Oju inu Yàrá
a beautiful encounter of voices, bodies and whales

 in process

In the piece Oju inu Yárá…, an altar is installed for all the women and men who have died at sea. A collective ritual is instigated around this altar, as an evocation of life. In Oju inu Yárá… the myth of the Abayomi dolls (a term which means “beautiful encounter”) is interwoven with the life experience of young immigrants in Spain, those with irregular status, who have come from the Congo, Cameroon, Morocco, Liberia, Nigeria, the Ivory Coast and Senegal.

 When Bay, a young man from Senegal, was traversing the Atlantic Ocean on a barge, an Abayomi, from deep beneath the waves, appeared at his feet. The Abayomis were rag dolls made by enslaved women in order to soothe the tears and pain of their children. The women would rip up their clothes and make the dolls with six knots, and for each knot they would say a prayer, a wish and a blessing, as a symbol of love, protection, joy and resistance.

 In these crossings of endless borders, Oju inu Yárá… restores longed-for futures, amid a sea of voices from the present and the past. The Abayomi dolls, this time made out of the hair of those bodies involved in the process of creation, summon the audience to a collective song, to sing in pleasure and protest. Oju inu Yará… is the first instalment of The Flight of Hypothalamus, a project consisting of research, creation and social action that combines the lives of young people with irregular immigration status and the song of migratory birds.

 In Oju inu Yárá… a young man from Senegal took seven days, on board a barge, to get to Spain. The whales delayed his boat with the swishing of their tails. Oju inu Yárá is a “beautiful encounter” of voices, bodies and whales.
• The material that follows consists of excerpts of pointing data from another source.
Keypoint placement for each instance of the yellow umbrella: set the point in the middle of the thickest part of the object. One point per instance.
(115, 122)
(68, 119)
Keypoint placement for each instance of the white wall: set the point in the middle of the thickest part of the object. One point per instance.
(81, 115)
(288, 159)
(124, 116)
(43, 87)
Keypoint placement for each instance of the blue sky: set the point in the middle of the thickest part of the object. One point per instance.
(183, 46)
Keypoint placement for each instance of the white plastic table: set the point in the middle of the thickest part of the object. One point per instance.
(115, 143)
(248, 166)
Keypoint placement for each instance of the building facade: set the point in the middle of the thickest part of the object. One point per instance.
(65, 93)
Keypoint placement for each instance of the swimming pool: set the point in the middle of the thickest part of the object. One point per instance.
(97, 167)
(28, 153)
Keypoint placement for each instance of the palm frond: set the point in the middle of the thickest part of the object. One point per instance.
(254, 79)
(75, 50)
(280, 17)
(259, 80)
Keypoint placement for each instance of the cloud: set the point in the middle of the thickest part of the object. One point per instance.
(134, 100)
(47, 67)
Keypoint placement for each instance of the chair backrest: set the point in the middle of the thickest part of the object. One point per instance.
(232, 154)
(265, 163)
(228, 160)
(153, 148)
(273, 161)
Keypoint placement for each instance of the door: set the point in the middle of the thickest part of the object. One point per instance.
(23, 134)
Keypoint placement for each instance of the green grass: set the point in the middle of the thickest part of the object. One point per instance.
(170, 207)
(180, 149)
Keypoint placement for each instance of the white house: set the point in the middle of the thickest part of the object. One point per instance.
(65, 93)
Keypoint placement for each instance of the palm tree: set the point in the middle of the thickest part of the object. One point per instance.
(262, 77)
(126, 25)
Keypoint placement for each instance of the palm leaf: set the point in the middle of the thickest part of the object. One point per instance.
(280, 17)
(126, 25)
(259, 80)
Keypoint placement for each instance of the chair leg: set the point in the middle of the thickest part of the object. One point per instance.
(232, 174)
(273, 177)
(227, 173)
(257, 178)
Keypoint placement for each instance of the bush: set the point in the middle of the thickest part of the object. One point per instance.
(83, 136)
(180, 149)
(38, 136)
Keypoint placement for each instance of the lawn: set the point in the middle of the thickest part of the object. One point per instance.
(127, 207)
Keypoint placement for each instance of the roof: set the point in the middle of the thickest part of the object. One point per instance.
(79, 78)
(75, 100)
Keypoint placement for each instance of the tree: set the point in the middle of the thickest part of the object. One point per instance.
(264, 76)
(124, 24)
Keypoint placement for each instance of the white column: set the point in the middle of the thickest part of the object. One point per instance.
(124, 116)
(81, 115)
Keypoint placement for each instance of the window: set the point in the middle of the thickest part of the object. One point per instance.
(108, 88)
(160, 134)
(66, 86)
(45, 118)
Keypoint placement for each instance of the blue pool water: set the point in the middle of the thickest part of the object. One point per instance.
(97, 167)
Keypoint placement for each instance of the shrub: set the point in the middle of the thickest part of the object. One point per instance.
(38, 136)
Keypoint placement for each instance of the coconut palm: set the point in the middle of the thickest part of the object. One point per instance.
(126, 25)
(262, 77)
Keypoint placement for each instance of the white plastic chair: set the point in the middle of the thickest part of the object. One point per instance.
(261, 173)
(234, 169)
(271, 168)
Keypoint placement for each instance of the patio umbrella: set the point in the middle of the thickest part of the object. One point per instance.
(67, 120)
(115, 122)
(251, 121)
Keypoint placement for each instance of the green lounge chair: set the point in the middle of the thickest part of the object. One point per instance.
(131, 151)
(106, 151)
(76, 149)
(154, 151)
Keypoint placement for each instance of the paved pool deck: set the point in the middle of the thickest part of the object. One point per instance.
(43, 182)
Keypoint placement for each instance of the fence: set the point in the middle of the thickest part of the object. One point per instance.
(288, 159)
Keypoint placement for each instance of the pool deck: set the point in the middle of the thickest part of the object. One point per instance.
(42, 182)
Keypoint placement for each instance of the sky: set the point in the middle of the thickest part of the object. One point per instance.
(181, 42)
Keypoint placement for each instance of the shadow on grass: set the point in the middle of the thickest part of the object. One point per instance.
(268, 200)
Concept / direction: José Ramón Hernández

Dramaturgy: Yohayna Hernández / José Ramón Hernández

Production Management: JHS producciones / Osikán - vivero de creación contemporánea

With the collaboration of : Clotilde Monkangere (El Congo) /Abdel Azis (Camerún) /Elichy Melanie (Costa de Marfil) / Adnane Houmirat (Marruecos) / Prince Barclay (Liberia) Saber Er Rossafy (Marruecos) / Djovaní Koné (Costa de Marfil) / Bay (Senegal)

 

 

  • During the first half of 2021, as part of the research for this project, several Imagination Laboratories took place with adolescents and young adults who have irregular immigration status in Spain, in collaboration with the Centro de Acogida Mejía de Lequerica and the CEPI (Immigrants’ Centre) of Arganzuela, Madrid. This first stage of the research has been supported by a residency at the Condeduque Centre for Contemporary Culture, as well as the Desvío programme by hablarenarte and Planta Alta Madrid.